La había visto durante todas las mañanas, mientras él tomaba una cerveza o un café con un croissant. Y de entre todos los clientes del local, y también de afuera, del trajín de idas y venidas en la hora punta en que bulle Madrid, aquella era la mejor visión para empezar el día. La más serena y la más bella.
Trataba de disimular su admiración, y mirarla en la clandestinidad, aunque a veces le asaltaba un cupable sentimiento de vouyer escondido.
La mujer tenía los pómulos pronunciados, el contorno de los labios ligeramente marcado, maquillada de manera sobria, sin abusar de los condimentos, dejando su melena negra caer sobre los hombros u otros días recogida en una coleta, y repasaba las líneas con unos profundos ojos oscuros, que quién sabe qué insoslayables secretos guardaban. Las manos eran pequeñas y delicadas, y sostenían la taza con sumo cuidado.
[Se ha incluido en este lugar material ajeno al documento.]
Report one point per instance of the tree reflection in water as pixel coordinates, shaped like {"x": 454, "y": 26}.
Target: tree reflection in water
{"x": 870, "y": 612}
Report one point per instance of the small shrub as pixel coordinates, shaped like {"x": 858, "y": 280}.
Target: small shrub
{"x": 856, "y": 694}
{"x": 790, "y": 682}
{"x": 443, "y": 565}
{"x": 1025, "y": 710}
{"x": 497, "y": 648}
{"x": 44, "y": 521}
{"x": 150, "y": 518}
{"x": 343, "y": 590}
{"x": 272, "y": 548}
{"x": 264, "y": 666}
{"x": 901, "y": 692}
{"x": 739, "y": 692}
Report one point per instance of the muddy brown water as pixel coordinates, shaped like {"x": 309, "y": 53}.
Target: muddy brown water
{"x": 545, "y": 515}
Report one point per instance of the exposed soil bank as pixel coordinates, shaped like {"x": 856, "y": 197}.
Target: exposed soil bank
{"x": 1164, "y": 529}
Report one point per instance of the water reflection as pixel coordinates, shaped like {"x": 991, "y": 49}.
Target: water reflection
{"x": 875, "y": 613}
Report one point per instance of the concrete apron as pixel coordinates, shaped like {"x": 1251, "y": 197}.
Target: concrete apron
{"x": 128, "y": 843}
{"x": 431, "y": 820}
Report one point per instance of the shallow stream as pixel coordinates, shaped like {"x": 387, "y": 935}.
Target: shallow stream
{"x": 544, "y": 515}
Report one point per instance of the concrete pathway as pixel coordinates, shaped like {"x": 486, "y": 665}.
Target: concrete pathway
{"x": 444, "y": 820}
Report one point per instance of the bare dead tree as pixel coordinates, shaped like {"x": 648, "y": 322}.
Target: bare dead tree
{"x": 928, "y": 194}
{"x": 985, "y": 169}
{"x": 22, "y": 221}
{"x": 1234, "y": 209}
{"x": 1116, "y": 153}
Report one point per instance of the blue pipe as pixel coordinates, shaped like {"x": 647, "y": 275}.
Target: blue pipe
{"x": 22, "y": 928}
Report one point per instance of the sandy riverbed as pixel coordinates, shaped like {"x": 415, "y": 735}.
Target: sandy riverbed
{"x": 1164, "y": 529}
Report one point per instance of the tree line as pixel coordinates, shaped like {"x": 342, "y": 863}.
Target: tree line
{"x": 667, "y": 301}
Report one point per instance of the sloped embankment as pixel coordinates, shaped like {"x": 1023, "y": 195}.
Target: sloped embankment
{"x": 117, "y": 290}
Había aprendido a memorizar esa rutina. De entre todos los locales y cafeterías, ella elegía ése, y desde que la vio el primer día, siempre repitió el ritual, el mismo bar, la misma hora, el mismo café caliente y la misma servilleta limpiando su boquita en forma de corazón, que parecían insinuar sugerentes movimientos, algo que habitaba en su cabeza.
Ella se percataba de que otros clientes la miraban, discretamente, entre curiosos y fascinados, y eso le hacía sonreír interiormente. Una mujer así estaba tranquilamente al margen de aquello. Tal vez, en otras circunstancias, a otra hora del día (de la noche) y en otro tipo de local, hubiera recibido comentarios impertinentes y burdos intentos de ligoteo por los machos alfas de la madrugada. No era ya una jovencita, pero conservaba esa femenidad de las mujeres entradas en la treintena que han aprendido a llevarse razonablemente bien con la vida, y tiene en esa década el apogeo de su belleza, su madurez serena y su sexualidad.

Casi exactamente a la misma hora de siempre, él terminó su desayuno y pagó, dejando una pequeña propina al camarero, y se dirigía a la puerta de la cafetería; no sin antes echar una última ojeada a la mujer, que seguía a lo suyo.
Y se sentía reconfortado por dentro. Hacía sólo unos minutos que la había dejado sobre las sábanas, como cada noche. Estar ahí, sabiendo que era suya, le proporcionaba una extraña satisfacción. Había seguido ese ritual desde un primer día que jugaron a no saludarse, y desde entonces así habia sido, ignorándose, como un acuerdo tácito. Y al llegar la tarde la arremetía con ansia desnudándose mutuamente con juvenil frenesí, renovando cada día la pasión de aquella unión.
Y mientras daba la espalda al bar y salía al tráfico de la ciudad, pensaba que cosas así justificaban los errores del pasado, las traiciones, los pasos en falso. Justificaban incluso una existencia, y entonces pensaba que tal vez Bukowski no tenía razón, y ese viejo borracho estaba equivocado; pues era probable que la vida no girara sobre un eje podrido.